The sampler position was created with this goal in mind, he said. It is sometimes hard to find teenagers willing to pass out pieces of pretzel, but many people with disabilities enjoy the public interaction.

"I want to make sure the jobs we have are real jobs," he said. "People get raises and feedback they can take with them. This isn't the last job they'll have, and they're learning skills."

While Stewart is willing to be patient when it comes to making accommodations, he said he doesn't let standards slip. At one point, a hygiene issue arose when a customer complained about a sampler eating the samples while distributing them.

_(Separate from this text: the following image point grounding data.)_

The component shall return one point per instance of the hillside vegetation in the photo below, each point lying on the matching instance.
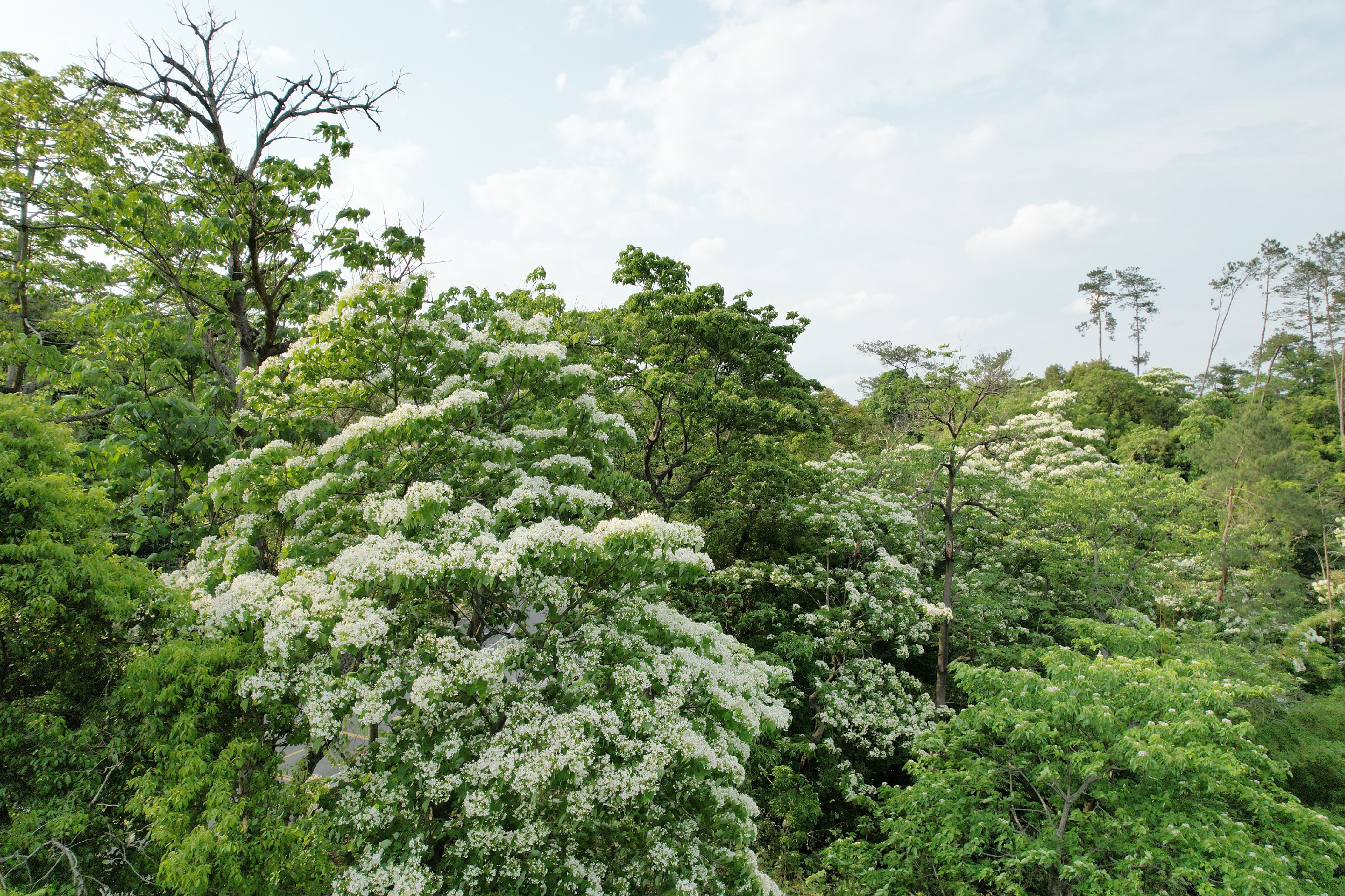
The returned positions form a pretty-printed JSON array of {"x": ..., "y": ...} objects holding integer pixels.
[{"x": 319, "y": 578}]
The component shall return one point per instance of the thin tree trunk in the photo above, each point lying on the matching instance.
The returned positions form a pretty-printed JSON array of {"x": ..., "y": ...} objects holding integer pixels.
[
  {"x": 1223, "y": 540},
  {"x": 1261, "y": 346},
  {"x": 1337, "y": 362},
  {"x": 1330, "y": 592},
  {"x": 15, "y": 373},
  {"x": 940, "y": 689}
]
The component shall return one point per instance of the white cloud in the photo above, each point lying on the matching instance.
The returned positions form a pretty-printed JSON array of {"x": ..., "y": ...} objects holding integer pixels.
[
  {"x": 704, "y": 251},
  {"x": 623, "y": 10},
  {"x": 1035, "y": 226},
  {"x": 974, "y": 141},
  {"x": 381, "y": 179},
  {"x": 789, "y": 103},
  {"x": 849, "y": 306},
  {"x": 961, "y": 325},
  {"x": 579, "y": 201}
]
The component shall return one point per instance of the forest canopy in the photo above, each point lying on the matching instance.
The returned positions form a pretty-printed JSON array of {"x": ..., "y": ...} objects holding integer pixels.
[{"x": 319, "y": 576}]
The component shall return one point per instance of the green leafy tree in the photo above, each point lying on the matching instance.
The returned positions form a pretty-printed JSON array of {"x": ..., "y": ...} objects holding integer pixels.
[
  {"x": 69, "y": 616},
  {"x": 708, "y": 385},
  {"x": 226, "y": 228},
  {"x": 950, "y": 400},
  {"x": 844, "y": 613},
  {"x": 455, "y": 631},
  {"x": 1098, "y": 777},
  {"x": 1099, "y": 298},
  {"x": 55, "y": 133}
]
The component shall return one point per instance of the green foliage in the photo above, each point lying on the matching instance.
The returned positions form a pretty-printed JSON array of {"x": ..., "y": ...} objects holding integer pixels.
[
  {"x": 226, "y": 810},
  {"x": 1096, "y": 777},
  {"x": 703, "y": 379},
  {"x": 70, "y": 611},
  {"x": 1115, "y": 400}
]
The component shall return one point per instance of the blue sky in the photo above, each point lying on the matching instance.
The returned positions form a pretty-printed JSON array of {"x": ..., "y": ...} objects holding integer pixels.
[{"x": 899, "y": 170}]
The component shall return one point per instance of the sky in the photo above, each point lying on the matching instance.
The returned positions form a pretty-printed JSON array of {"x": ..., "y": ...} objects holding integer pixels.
[{"x": 910, "y": 170}]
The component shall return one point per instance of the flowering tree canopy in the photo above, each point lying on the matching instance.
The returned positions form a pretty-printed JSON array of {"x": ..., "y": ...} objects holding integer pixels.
[
  {"x": 472, "y": 649},
  {"x": 1099, "y": 777}
]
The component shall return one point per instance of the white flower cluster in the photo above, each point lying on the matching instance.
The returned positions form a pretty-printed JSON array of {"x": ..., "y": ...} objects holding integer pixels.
[{"x": 442, "y": 573}]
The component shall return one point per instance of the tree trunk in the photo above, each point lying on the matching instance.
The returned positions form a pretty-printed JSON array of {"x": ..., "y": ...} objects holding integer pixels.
[
  {"x": 940, "y": 689},
  {"x": 1223, "y": 540}
]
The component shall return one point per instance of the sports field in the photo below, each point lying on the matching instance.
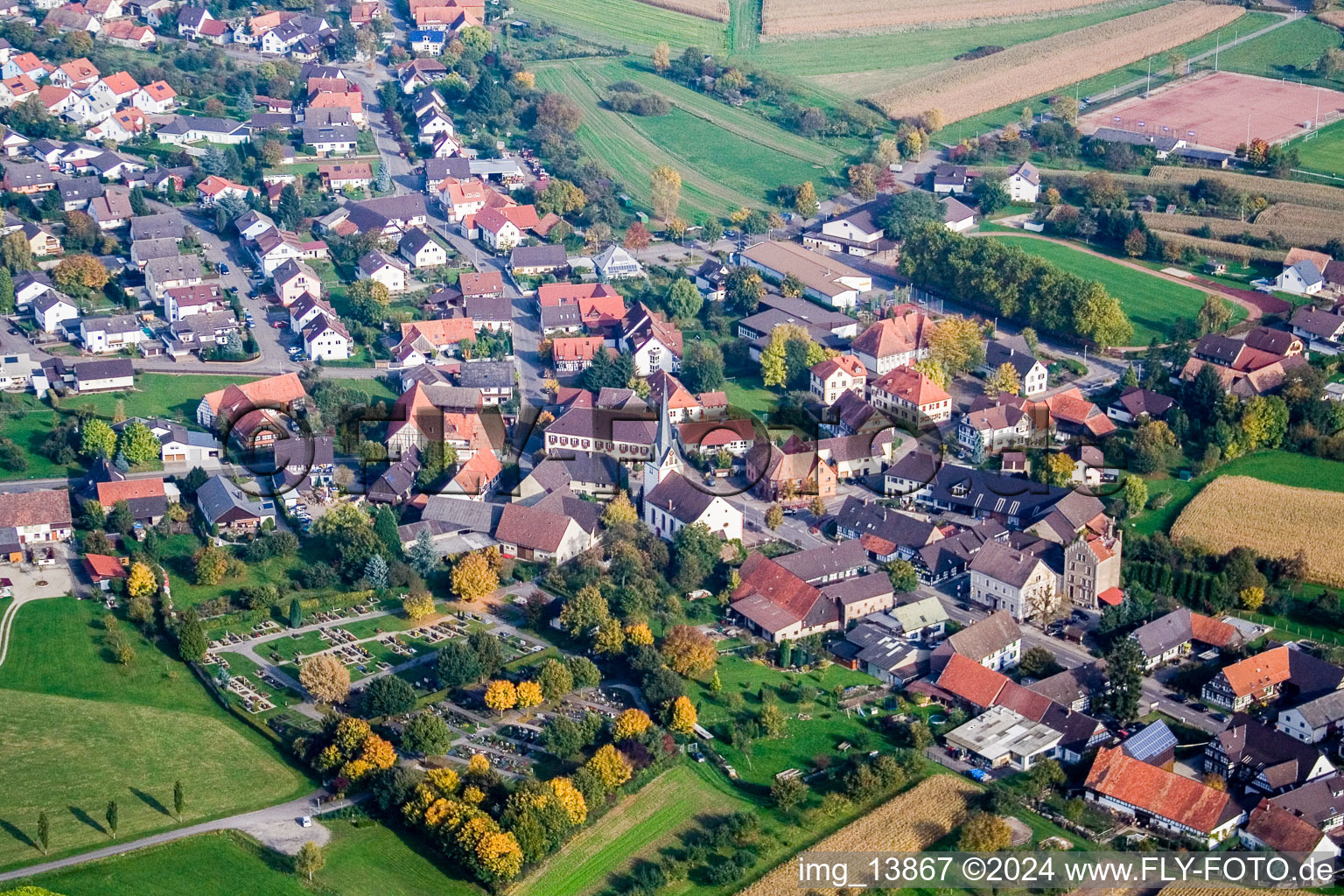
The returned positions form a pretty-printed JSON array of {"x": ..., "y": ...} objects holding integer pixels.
[
  {"x": 1219, "y": 109},
  {"x": 1152, "y": 303},
  {"x": 634, "y": 828},
  {"x": 82, "y": 730},
  {"x": 727, "y": 158}
]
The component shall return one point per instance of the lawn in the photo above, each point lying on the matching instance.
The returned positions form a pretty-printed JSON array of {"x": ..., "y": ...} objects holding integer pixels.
[
  {"x": 634, "y": 828},
  {"x": 724, "y": 167},
  {"x": 1281, "y": 468},
  {"x": 626, "y": 23},
  {"x": 1152, "y": 303},
  {"x": 1323, "y": 152},
  {"x": 94, "y": 731},
  {"x": 359, "y": 861}
]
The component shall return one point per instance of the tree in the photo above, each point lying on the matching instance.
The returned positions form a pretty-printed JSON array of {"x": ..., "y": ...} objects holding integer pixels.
[
  {"x": 689, "y": 652},
  {"x": 310, "y": 860},
  {"x": 632, "y": 723},
  {"x": 142, "y": 582},
  {"x": 80, "y": 274},
  {"x": 956, "y": 344},
  {"x": 426, "y": 734},
  {"x": 584, "y": 612},
  {"x": 984, "y": 833},
  {"x": 863, "y": 180},
  {"x": 191, "y": 639},
  {"x": 1214, "y": 315},
  {"x": 1135, "y": 492},
  {"x": 556, "y": 679},
  {"x": 684, "y": 300},
  {"x": 97, "y": 439},
  {"x": 805, "y": 200},
  {"x": 1003, "y": 379},
  {"x": 1125, "y": 667},
  {"x": 528, "y": 695},
  {"x": 324, "y": 677},
  {"x": 473, "y": 578},
  {"x": 682, "y": 718},
  {"x": 637, "y": 236},
  {"x": 500, "y": 695},
  {"x": 137, "y": 444},
  {"x": 458, "y": 665},
  {"x": 388, "y": 696},
  {"x": 666, "y": 183},
  {"x": 611, "y": 767}
]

The issue was cleared up after a little additional training.

"I don't like to have a situation where just because people have a disability, they don't have a standard," he said. "We don't want a person to just be a token disability. We want them to do a good job."

Darlene Etue is another Alderwood Auntie Anne's employee who came to Stewart through PROVAIL. Because she is confined to a wheelchair and has a speech disability, the sampler job is a good fit.

Etue said her co-workers are her favorite thing about working at Auntie Anne's.

"They're nice," she said.

Auntie Anne's staff receives training from PROVAIL on how to work with people with disabilities, Stewart said. He also employs people through Washington Vocational Services.

Cheryl Green, vice president of employment and community service for PROVAIL, said the organization's job coaches can provide information on behavioral problems or other issues that might come up.

Stewart, she said, is an ideal employer for the disabled.

"A lot of times, people with disabilities fool us all, because we have never given them a chance," she said. "Bret always gives them a chance to develop."

PROVAIL partners with more than 60 local companies to aid people with disabilities in their search for employment. Companies that hire people with physical or mental disabilities are often viewed as more caring companies by other employees and their customers, Green said.

And for employees with disabilities, holding down a part-time job has tremendous implications, said Green.

"The people with disabilities get so much more than a paycheck out of this," she said. "They get self-respect and dignity. ... They are the proudest people you will ever meet."